In valuing the portfolio investment of any series for determination of per share net asset values, securities for which market quotations are readily available shall be valued at prices which, in the opinion of the Trustees or the person designated by the Trustees to make the determination, most nearly represent the market value of such securities, and other securities and assets shall be valued at their fair value as determined by or pursuant to the direction of the Trustees, which in the case of short-term debt obligations, commercial paper and repurchase agreements may, but need not, be on the basis of quoted yields for securities of comparable maturity, quality and type, or on the basis of amortized cost. Expenses and liabilities of the Trust shall be accrued each day.

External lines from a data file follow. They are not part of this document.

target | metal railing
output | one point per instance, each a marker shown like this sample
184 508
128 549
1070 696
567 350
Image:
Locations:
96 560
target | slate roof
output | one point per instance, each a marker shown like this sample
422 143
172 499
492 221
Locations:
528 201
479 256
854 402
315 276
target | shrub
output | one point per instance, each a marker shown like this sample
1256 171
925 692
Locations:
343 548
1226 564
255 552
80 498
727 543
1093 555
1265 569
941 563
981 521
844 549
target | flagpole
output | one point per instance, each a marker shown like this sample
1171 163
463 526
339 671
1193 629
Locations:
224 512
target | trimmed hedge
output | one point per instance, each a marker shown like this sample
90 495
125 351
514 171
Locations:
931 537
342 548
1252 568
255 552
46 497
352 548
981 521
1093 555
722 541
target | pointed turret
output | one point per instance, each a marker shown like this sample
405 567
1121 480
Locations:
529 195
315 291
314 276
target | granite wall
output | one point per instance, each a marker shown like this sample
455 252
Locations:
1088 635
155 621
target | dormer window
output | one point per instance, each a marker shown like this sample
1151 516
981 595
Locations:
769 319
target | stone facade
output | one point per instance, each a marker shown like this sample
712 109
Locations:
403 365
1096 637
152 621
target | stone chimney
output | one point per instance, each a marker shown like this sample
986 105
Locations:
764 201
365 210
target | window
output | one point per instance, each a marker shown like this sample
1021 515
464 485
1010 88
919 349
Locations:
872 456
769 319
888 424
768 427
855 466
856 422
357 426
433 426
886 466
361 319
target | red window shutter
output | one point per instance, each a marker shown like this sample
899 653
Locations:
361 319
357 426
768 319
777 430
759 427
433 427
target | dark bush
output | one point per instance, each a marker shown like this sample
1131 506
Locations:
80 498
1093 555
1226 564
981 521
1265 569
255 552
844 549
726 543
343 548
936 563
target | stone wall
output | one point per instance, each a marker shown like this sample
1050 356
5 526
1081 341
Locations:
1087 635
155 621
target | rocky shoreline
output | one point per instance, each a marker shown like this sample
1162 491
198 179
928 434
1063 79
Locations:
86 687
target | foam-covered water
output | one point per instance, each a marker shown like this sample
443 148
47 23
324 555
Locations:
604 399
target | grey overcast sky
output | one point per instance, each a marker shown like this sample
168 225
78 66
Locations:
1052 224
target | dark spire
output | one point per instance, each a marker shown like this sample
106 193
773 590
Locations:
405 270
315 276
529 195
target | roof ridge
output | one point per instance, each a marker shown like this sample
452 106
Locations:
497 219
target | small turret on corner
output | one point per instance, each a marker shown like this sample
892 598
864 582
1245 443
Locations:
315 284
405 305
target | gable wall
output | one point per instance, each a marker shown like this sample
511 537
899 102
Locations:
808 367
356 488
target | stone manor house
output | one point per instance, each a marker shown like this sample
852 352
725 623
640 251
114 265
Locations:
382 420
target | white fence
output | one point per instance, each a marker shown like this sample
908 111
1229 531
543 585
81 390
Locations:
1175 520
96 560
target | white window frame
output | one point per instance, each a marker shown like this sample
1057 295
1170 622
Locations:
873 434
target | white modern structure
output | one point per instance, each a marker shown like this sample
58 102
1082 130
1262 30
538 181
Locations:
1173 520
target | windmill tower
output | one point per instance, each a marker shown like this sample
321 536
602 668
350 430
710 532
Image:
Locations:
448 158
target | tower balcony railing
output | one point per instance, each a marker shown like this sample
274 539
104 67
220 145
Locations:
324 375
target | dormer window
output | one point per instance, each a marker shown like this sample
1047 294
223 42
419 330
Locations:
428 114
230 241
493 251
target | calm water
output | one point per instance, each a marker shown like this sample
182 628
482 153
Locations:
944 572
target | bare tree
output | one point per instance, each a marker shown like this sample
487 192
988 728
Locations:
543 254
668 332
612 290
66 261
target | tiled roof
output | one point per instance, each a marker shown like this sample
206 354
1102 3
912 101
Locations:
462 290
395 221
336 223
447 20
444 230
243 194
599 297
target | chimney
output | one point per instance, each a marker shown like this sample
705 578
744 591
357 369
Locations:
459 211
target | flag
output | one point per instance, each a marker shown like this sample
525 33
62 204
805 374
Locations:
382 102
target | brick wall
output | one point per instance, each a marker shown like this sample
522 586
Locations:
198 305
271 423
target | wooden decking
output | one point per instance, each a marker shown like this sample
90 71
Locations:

Liabilities may include such reserves for taxes, estimated accrued expenses and contingencies as the Trustees or their designates may in their sole discretion deem fair and reasonable under the circumstances. No accruals shall be made in respect of taxes on unrealized appreciation of securities owned unless the Trustees shall otherwise determine. Dividends payable by the Trust shall be deducted as at the time of but immediately prior to the determination of per share net asset values on the record date therefor.

 

ARTICLE 11

Shareholders

 

11.1 Meetings. A meeting of the shareholders shall be called by the Secretary whenever ordered by the Trustees,the Chairman or requested in writing by the holder or holders of at least one-tenth of the outstanding shares entitled to vote at such meeting. If the Secretary, when so ordered or requested, refuses or neglects for more than two days to call such meeting, the Trustees, Chairman or the shareholders so requesting may, in the name of the Secretary, call the meeting by giving notice thereof in the manner required when notice is given by the Secretary.

 

11.2 Access to Shareholder List. Shareholders of record may apply to the Trustees for assistance in communicating with other shareholders for the purpose of calling a meeting in order to vote upon the question of removal of a Trustee. When ten or more shareholders. of record who have been such for a least six months preceding the date of application and who hold in the aggregate shares having a net asset value of at least $25,000 so apply, the Trustees shall within five business days either:

 

(i)     afford to such applicants access to a list of names and addresses of all shareholders as recorded on the books of the Trust; or

 

(ii)   inform such applicants of the approximate number of shareholders of record and the approximate cost of mailing material to them, and, within a reasonable time thereafter, mail, at the applicants’ expense, materials submitted by the applicants, to all such shareholders of record. the Trustees shall not be obligated to mail materials which they believe to be misleading or in violation of applicable law.

 

11.3        Record Dates. For the purpose of determining the shareholders of any series who are entitled to vote or act at any meeting or any adjournment thereof, or who are entitled to receive payment of any dividend or of any other distribution, the Trustees may from time to time fix a time, which shall be not more than 60 days before the date of any meeting of shareholders or the date for the payment of any dividend or of any other distribution, as the record date for determining the shareholders of such series having the right to notice of and to vote at such meeting and any adjournment thereof

or the right to receive such dividend or distribution, and in such case only shareholders of record of such series on such record date shall have such right notwithstanding any transfer of shares on the books of the Trust after the record date; or without fixing such record date the Trustees may for any of such purposes close the register or transfer books for all or any part of such period.

 

ARTICLE 12

Amendments to the Bylaws

 

12.1      General. These Bylaws may be amended or repealed, in whole or in part, by a majority of the Trustees then in office at any meeting of the Trustees, or by one or more writings signed by such a majority.